Menurutnya, manipulator agama adalah orang yang paham agama namun menggunakan untuk kepentingan kekerasan atau teror. Namun, lanjutnya, teroris belum tentu manipulator agama.
“Kalau saya langsung saja menyebut terorisme. Karena kalau radikalisme ada yang positif, meski sekarang banyak diartikan negatif. Bahwa radikalisme itu bukannya radix, tapi memahami agama secara dangkal lalu dia salah dalam memahami agama sehingga menjadi terorisme,” ujarnya.
“Kalau radikalisme dalam pikiran, dalam belajar, beda. Jadi memang debatable kalau istilah radikalisme. Tapi ketika bicara teroris, semua sepakat itu adalah musuh kita bersama,” sambung dia.
Soal radikalisme kerap dikaitkan dengan kelompok yang mengusung ideologi khilafah. Cholil mengatakan khilafah bukanlah sistem pemerintahan yang paling Islami.
Dia mengatakan Islam tidak mengharuskan sistem pemerintahan suatu negara menggunakan khilafah. Dia mengatakan Islah hanya mewajibkan negara memastikan tegaknya keadilan, ketenteraman sosial, dan kebebasan beragama.
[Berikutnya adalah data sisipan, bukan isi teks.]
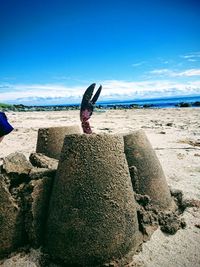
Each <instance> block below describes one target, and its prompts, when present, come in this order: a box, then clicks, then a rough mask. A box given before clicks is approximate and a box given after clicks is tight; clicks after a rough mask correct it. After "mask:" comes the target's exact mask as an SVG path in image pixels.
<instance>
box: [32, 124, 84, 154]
mask: <svg viewBox="0 0 200 267" xmlns="http://www.w3.org/2000/svg"><path fill="white" fill-rule="evenodd" d="M79 133H81V129H80V127H79V126H78V125H73V126H65V127H49V128H40V129H39V130H38V139H37V147H36V152H37V153H42V154H44V155H46V156H48V157H51V158H55V159H59V157H60V152H61V149H62V146H63V141H64V138H65V135H68V134H79Z"/></svg>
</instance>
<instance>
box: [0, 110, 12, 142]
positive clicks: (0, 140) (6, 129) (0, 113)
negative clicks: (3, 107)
mask: <svg viewBox="0 0 200 267" xmlns="http://www.w3.org/2000/svg"><path fill="white" fill-rule="evenodd" d="M12 130H13V127H12V126H11V125H10V124H9V122H8V119H7V117H6V114H5V113H4V112H0V142H1V141H2V140H3V138H4V136H5V135H7V134H9V133H10V132H12Z"/></svg>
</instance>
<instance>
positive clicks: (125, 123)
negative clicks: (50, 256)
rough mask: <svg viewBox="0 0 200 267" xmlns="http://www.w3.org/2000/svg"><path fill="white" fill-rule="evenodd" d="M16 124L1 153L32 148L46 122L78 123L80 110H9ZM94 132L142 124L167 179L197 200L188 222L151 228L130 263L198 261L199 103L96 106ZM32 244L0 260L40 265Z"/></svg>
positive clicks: (26, 151)
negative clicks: (23, 250) (171, 107)
mask: <svg viewBox="0 0 200 267" xmlns="http://www.w3.org/2000/svg"><path fill="white" fill-rule="evenodd" d="M7 116H8V118H9V121H10V122H11V124H12V125H13V127H14V128H15V130H14V131H13V132H12V133H11V134H10V135H8V136H7V137H5V138H4V140H3V141H2V143H1V144H0V157H1V158H2V157H5V156H7V155H9V154H10V153H13V152H16V151H17V152H22V153H24V154H25V155H26V156H27V157H28V156H29V154H30V153H31V152H34V151H35V149H36V141H37V131H38V129H39V128H44V127H51V126H68V125H74V124H77V125H80V121H79V111H77V110H74V111H73V110H72V111H56V112H55V111H52V112H49V111H48V112H8V113H7ZM90 122H91V125H92V130H93V132H95V133H110V134H116V133H117V134H124V133H130V132H132V131H135V130H138V129H143V130H144V131H145V133H146V135H147V137H148V138H149V140H150V142H151V144H152V146H153V148H154V149H155V151H156V154H157V156H158V158H159V160H160V162H161V164H162V167H163V170H164V172H165V175H166V178H167V182H168V185H169V186H170V188H172V189H179V190H182V191H183V196H184V199H187V200H190V201H193V200H197V201H196V203H197V205H196V207H188V208H187V209H186V210H185V211H184V213H183V218H184V219H185V220H186V223H187V227H186V228H185V229H182V230H179V231H178V232H177V233H176V234H175V235H166V234H164V233H162V232H161V231H160V229H158V230H156V231H155V232H154V234H153V235H152V237H151V239H150V240H149V241H147V242H146V243H144V244H143V247H142V252H140V253H139V254H138V255H135V256H134V259H133V260H134V261H133V263H132V265H130V266H138V267H139V266H143V267H183V266H185V267H189V266H191V267H199V266H200V109H198V108H196V109H195V108H186V109H179V108H175V109H131V110H103V109H102V110H97V111H95V112H94V114H93V116H92V118H91V120H90ZM39 255H40V253H39V251H37V250H31V252H30V253H28V254H23V255H22V254H17V255H14V256H13V257H12V258H10V259H7V260H5V261H4V262H2V263H1V264H0V266H4V267H6V266H9V267H10V266H21V267H25V266H39V265H38V264H39V263H38V257H39Z"/></svg>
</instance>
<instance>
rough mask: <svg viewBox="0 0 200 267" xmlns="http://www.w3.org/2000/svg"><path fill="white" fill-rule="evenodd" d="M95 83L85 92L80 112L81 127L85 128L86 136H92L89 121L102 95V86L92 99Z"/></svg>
mask: <svg viewBox="0 0 200 267" xmlns="http://www.w3.org/2000/svg"><path fill="white" fill-rule="evenodd" d="M95 85H96V84H95V83H93V84H91V85H90V86H89V87H88V88H87V89H86V91H85V93H84V95H83V98H82V102H81V110H80V119H81V126H82V128H83V132H84V133H86V134H91V133H92V130H91V127H90V123H89V119H90V117H91V115H92V112H93V110H94V105H95V103H96V101H97V99H98V98H99V95H100V93H101V89H102V86H101V85H100V87H99V89H98V90H97V92H96V93H95V95H94V96H93V98H92V95H93V92H94V88H95Z"/></svg>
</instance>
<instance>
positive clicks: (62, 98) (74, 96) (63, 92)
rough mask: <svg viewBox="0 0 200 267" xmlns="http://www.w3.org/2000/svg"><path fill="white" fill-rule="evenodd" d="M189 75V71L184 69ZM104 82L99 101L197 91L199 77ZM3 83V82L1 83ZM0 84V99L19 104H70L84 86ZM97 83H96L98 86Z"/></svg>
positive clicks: (0, 101) (81, 94) (172, 94)
mask: <svg viewBox="0 0 200 267" xmlns="http://www.w3.org/2000/svg"><path fill="white" fill-rule="evenodd" d="M187 75H191V73H187ZM101 84H102V86H103V90H102V93H101V95H100V99H99V101H106V100H128V99H138V98H154V97H163V96H166V97H167V96H175V95H191V94H198V95H200V81H191V82H187V83H185V82H175V81H170V80H149V81H139V82H128V81H122V80H106V81H101ZM4 86H5V85H4ZM6 86H7V87H6V90H4V89H3V85H0V92H1V94H0V102H11V103H22V104H30V105H31V104H38V105H40V104H41V105H43V104H70V103H80V102H81V98H82V95H83V93H84V91H85V89H86V88H84V87H83V86H75V87H69V86H61V85H55V84H53V85H52V84H46V85H42V84H41V85H40V84H32V85H23V84H21V85H20V84H16V85H14V84H12V85H11V84H10V85H9V84H7V85H6ZM97 87H98V86H97Z"/></svg>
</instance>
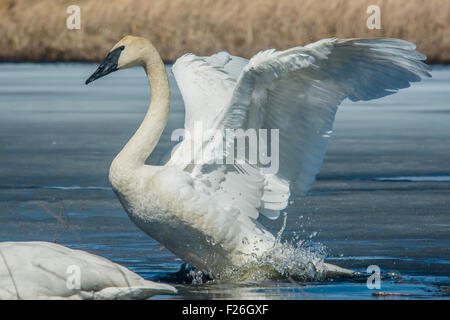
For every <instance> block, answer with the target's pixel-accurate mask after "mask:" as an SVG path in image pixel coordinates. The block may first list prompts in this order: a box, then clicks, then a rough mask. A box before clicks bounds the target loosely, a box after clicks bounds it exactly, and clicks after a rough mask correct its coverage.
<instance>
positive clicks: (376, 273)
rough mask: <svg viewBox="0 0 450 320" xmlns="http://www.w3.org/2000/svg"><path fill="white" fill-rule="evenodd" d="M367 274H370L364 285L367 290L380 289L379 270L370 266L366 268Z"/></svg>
mask: <svg viewBox="0 0 450 320" xmlns="http://www.w3.org/2000/svg"><path fill="white" fill-rule="evenodd" d="M366 271H367V273H368V274H371V275H370V276H369V278H367V281H366V285H367V289H369V290H373V289H381V270H380V267H379V266H377V265H371V266H368V267H367V270H366Z"/></svg>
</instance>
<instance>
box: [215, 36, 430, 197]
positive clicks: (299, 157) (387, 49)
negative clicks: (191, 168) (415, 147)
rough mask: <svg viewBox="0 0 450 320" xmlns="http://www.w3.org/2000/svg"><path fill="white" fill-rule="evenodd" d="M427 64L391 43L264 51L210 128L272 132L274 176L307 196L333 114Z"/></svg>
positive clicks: (395, 81) (241, 80)
mask: <svg viewBox="0 0 450 320" xmlns="http://www.w3.org/2000/svg"><path fill="white" fill-rule="evenodd" d="M425 58H426V57H425V56H424V55H423V54H421V53H419V52H417V51H415V45H414V44H412V43H410V42H407V41H404V40H398V39H347V40H340V39H336V38H333V39H324V40H321V41H318V42H315V43H312V44H309V45H307V46H305V47H296V48H292V49H288V50H285V51H275V50H268V51H264V52H260V53H259V54H257V55H256V56H254V57H253V58H252V59H251V60H250V61H249V63H248V64H247V65H246V66H245V68H244V70H243V72H242V74H241V76H240V78H239V80H238V83H237V85H236V89H235V90H234V93H233V98H232V100H231V103H230V105H229V106H228V108H227V109H226V110H225V112H224V115H223V118H222V120H221V121H220V122H219V123H218V125H217V127H218V128H219V129H220V130H222V131H223V130H224V129H226V128H232V129H238V128H243V129H249V128H254V129H260V128H265V129H277V130H279V171H278V173H277V176H278V177H280V178H282V179H286V180H287V181H289V182H293V183H294V186H295V187H296V190H297V191H299V192H307V191H308V190H309V189H310V187H311V185H312V183H313V181H314V179H315V176H316V174H317V173H318V172H319V169H320V166H321V162H322V159H323V156H324V154H325V148H326V145H327V140H328V139H327V138H328V137H329V134H330V133H331V130H332V126H333V121H334V116H335V113H336V110H337V106H338V105H339V104H340V103H341V102H342V101H343V100H344V99H345V98H349V99H350V100H352V101H358V100H370V99H376V98H380V97H383V96H386V95H389V94H393V93H395V92H397V91H398V89H401V88H407V87H409V85H410V82H415V81H419V80H420V77H421V76H430V74H429V73H428V70H429V68H428V66H427V65H426V64H424V63H423V62H421V60H424V59H425Z"/></svg>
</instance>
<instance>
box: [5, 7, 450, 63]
mask: <svg viewBox="0 0 450 320" xmlns="http://www.w3.org/2000/svg"><path fill="white" fill-rule="evenodd" d="M71 4H77V5H79V6H80V7H81V30H67V29H66V18H67V16H68V14H67V13H66V8H67V7H68V6H69V5H71ZM370 4H377V5H379V6H380V7H381V12H382V13H381V27H382V29H381V30H369V29H367V27H366V19H367V16H368V15H367V14H366V9H367V6H368V5H370ZM449 21H450V1H449V0H433V1H423V0H359V1H356V0H329V1H318V0H302V1H300V0H298V1H297V0H277V1H273V0H252V1H241V0H190V1H184V0H108V1H107V0H79V1H73V0H70V1H66V0H0V30H1V34H0V35H1V36H0V60H33V61H43V60H45V61H55V60H63V61H68V60H82V61H97V60H101V59H102V58H103V57H104V56H105V54H106V52H107V51H108V50H109V49H110V48H111V47H112V46H113V45H114V43H116V42H117V41H118V40H119V39H120V38H121V37H123V36H124V35H127V34H133V35H140V36H144V37H147V38H149V39H150V40H151V41H152V42H153V43H154V44H155V46H156V47H157V48H158V50H159V51H160V52H161V55H162V57H163V59H165V60H166V61H173V60H175V59H176V58H177V57H179V56H180V55H182V54H183V53H186V52H194V53H196V54H199V55H205V54H211V53H213V52H217V51H221V50H226V51H229V52H231V53H233V54H236V55H241V56H245V57H250V56H252V55H253V54H255V53H256V52H257V51H259V50H261V49H267V48H277V49H283V48H288V47H292V46H296V45H304V44H307V43H309V42H312V41H316V40H319V39H321V38H325V37H333V36H336V37H340V38H349V37H395V38H401V39H406V40H409V41H412V42H414V43H416V44H417V46H418V48H419V50H420V51H422V52H424V53H425V54H426V55H427V56H428V58H429V60H428V61H433V62H447V63H448V62H450V27H449V26H448V23H449Z"/></svg>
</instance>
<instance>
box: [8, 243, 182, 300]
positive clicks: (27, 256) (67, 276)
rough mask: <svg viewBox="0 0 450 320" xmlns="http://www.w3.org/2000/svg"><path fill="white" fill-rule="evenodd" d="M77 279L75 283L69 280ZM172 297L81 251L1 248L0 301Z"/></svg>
mask: <svg viewBox="0 0 450 320" xmlns="http://www.w3.org/2000/svg"><path fill="white" fill-rule="evenodd" d="M75 268H78V269H75ZM78 272H79V273H78ZM78 275H79V283H78V282H77V281H78V280H76V279H75V278H73V279H72V278H70V277H74V276H78ZM78 284H79V285H78ZM171 293H172V294H173V293H176V290H175V288H173V287H172V286H169V285H166V284H162V283H155V282H152V281H148V280H144V279H143V278H142V277H140V276H139V275H137V274H136V273H134V272H131V271H130V270H128V269H126V268H124V267H122V266H120V265H118V264H116V263H113V262H111V261H109V260H107V259H105V258H102V257H99V256H95V255H93V254H90V253H88V252H85V251H81V250H73V249H69V248H67V247H64V246H61V245H58V244H55V243H50V242H0V300H6V299H8V300H11V299H13V300H15V299H147V298H150V297H151V296H154V295H159V294H171Z"/></svg>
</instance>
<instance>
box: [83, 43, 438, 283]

“Ya karena bisa saja manipulator dia sudah paham tapi menyalahgunakannya gini, khilafah. Khilafah itu pernah ada dalam Islam. Tapi sistem negara Islam bukan hanya khilafah. Jadi menyatakan bahwa hanya khilafah yang islami itu yang salah. Karena intinya Islam tidak memastikan model negara, yang penting adalah keadilan. Memang dulu ada khilafah, tapi bukan berarti yang tidak khilafah tidak Islam. Itu yang salah,” ujarnya.
Oleh karena itu, Cholil mengatakan lebih mengutamakan substansi agama ketimbang mengganti istilah. Sehingga agama dapat dijadikan spirit perubahan.
“Ya (ganti istilah) belum diperlukan, yang perlu itu substansinya, bagaimana orang bisa memahami agama dengan benar. Agama yang membangun peradaban. Soal istilah bisa beda-beda. Kalau saya lebih pada konsep substansi bagaimana agama jadi spirit membangun bangsa Indonesia. Sama seperti dulu bagaimana agama jadi spirit meraih kemerdekaan. Itu lebih substansi,” ungkapnya.
Sebelumnya diberitakan, Jokowi menyampaikan meminta ada upaya serius untuk menangkal radikalisme. Jokowi meminta Menko Polhukam Mahfud Md mengkoordinasikan penanganan masalah itu.
“Harus ada upaya yang serius untuk mencegah meluasnya, dengan apa yang sekarang ini banyak disebut yaitu mengenai radikalisme,” kata Jokowi dalam rapat terbatas di Istana Presiden, Jalan Medan Merdeka Utara, Jakarta Pusat, Kamis (31/10).
Jokowi menyebut radikalisme juga dengan istilah lain, seperti manipulator agama. Dia menyerahkan penanganan radikalisme itu kepada Mahfud Md.
“Apakah ada istilah lain yang bisa kita gunakan, misalnya manipulator agama. Saya serahkan kepada Pak Menko Polhukam untuk mengkoordinasikan masalah ini,” tuturnya.